Just think. No more fuel bills. No more speeding fines (most electric cars can't go fast). No more parking fines (they're so small, you can hide them behind a bush or stick them in your pocket). No more abuse from young people for causing global warming. And best of all, I can impress Gadgetman, a friend of mine whose respect can be purchased simply by getting the latest piece of technology.
There are at least three electric cars being developed in Asia. I tracked down one of them. It was called MyCar and it had been created by designers and engineers at Hong Kong Polytechnic University.
It was so cute! A tiny little two-seater thing, it only had two gears: forwards and backwards. It only takes five minutes to learn to drive it. "And in some places you can drive it without a license," one of the developers told me.
This is because its engine is so small that it cannot legally be classified as a car. It is more like a four-wheeled scooter, a bladeless lawnmower, or an oversized electric razor with wheels.

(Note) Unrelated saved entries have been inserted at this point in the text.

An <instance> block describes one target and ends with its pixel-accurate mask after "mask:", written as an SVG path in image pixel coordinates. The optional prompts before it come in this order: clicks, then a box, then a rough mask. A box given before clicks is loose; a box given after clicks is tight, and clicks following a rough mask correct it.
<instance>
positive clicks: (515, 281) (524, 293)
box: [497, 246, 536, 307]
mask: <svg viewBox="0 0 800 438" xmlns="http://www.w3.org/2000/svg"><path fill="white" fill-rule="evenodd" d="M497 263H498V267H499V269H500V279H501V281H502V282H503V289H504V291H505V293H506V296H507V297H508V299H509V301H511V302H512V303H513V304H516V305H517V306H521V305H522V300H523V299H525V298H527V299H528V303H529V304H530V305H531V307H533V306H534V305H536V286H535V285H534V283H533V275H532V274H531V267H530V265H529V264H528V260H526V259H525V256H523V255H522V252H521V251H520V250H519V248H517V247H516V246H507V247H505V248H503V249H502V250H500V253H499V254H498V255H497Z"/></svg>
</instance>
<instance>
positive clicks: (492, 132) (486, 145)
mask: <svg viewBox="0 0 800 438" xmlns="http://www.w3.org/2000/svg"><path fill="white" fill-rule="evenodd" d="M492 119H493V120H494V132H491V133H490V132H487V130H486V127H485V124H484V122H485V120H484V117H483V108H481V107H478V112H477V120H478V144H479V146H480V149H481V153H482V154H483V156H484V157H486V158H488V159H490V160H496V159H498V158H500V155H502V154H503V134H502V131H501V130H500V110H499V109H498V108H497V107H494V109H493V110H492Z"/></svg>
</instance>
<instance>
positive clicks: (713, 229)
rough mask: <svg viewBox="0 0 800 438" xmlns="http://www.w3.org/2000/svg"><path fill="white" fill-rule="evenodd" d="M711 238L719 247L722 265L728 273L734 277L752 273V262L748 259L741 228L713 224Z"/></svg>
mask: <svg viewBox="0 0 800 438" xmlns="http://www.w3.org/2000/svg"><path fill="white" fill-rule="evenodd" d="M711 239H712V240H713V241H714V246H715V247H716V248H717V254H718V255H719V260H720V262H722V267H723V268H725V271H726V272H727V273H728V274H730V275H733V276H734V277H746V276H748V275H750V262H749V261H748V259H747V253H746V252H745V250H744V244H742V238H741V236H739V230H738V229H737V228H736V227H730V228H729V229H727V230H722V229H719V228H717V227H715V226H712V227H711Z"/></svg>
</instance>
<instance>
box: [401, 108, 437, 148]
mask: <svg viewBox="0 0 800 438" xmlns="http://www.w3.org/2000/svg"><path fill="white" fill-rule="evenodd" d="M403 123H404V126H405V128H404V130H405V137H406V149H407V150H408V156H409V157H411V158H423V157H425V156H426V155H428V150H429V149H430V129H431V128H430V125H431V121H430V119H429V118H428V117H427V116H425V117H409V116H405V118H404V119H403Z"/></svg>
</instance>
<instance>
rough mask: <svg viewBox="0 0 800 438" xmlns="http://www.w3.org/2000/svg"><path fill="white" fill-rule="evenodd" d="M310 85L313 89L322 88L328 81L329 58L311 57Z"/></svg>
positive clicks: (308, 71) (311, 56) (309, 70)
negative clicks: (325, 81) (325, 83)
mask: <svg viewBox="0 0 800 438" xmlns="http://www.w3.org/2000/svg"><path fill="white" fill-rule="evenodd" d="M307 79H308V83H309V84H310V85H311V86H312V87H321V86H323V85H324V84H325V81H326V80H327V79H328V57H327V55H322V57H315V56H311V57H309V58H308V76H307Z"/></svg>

"I love it," I said. "When can I buy one?"
"Everybody asks that," he replied. "You can't." Although most electric cars are made in Asia, you can't buy them here.
I went to see Gadgetman. "I'm thinking of getting an electric car," I said. "I've just been to check one out."
He shook his head. "So old fashioned," he said.
I was surprised by his answer. He went on to explain that the electric car was invented in the 1830s. A century ago, 50 per cent of cars were electric. They held the record for speed and distance travelled until 1900. They died out in the 1920s because businessmen saw more profit in the petrol-engine car.
Anyway, for the time being, we have to stick to our current mode of transport. Oh well.
I suppose there are advantages to having a really old car, like ours. For a start, it's insured against fire, theft and dinosaur attacks.